How is SORA OpenAI's new AI tool changing the world?

2024 is a revolutionary year in artificial intelligence because various AI tools were unveiled this year. Even though just two months has been passed this year, a significant amount of unbreakable AI innovation has come to the world to revolutionize it. One of the unforgettable AI tools that was released this year is Gemini 5. It is a multimodal large language model that Google and DeepMind developed. OpanAI introduced another incredible AI tool on February 15, 2024. The name is SORA. Once again, I astounded everyone with the reveal of Sora. According to OpenAI, this technology is capable of creating videos in up to a minute from a given text prompt.

On February 15, 2024, OpenAI, which had astonished the world by announcing ChatGPT in late 2022. Once again, they stunned the world with the unveiling of Sora. This technology, capable of creating videos up to a minute long from a text prompt, is undeniably set to be a breakthrough.
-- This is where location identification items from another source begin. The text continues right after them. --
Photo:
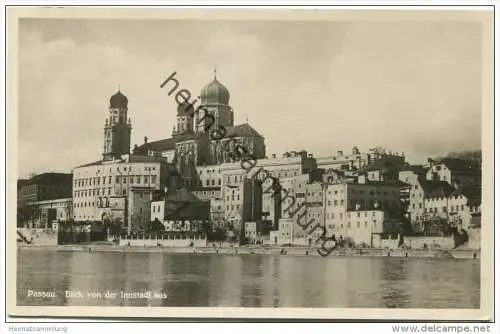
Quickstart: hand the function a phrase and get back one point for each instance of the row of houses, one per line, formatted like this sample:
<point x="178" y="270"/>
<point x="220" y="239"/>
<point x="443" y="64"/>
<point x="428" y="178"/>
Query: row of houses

In this article, we are trying to give you a full understanding of these tools. And also what their capabilities are, and what kinds of things can be generated from these tools, methodologies, and research that are undertaken behind this astonishing technology, based on the technical report released by OpenAI.

The simple meaning of the word “Sora” is “sky”. It is a Japanese word. Also, this AI tool has not been officially released. But OpenAI is sharing their research progress early to start working with and getting feedback from people outside of them and to give the public a sense of what AI capabilities are on the horizon. We are preparing this article according to the OpenAI newsletter. And we will update this article just in time.

What is Sora?

Sora is an advanced AI model that has the capability of text-to-video conversion. It is not just a video conversion model; it has an incredible range of capabilities and applications. It will illustrate a new horizon in model AI technology. It can create high-realistic videos up to one minute long by maintaining excellent visual quality and accurately reproducing user instructions.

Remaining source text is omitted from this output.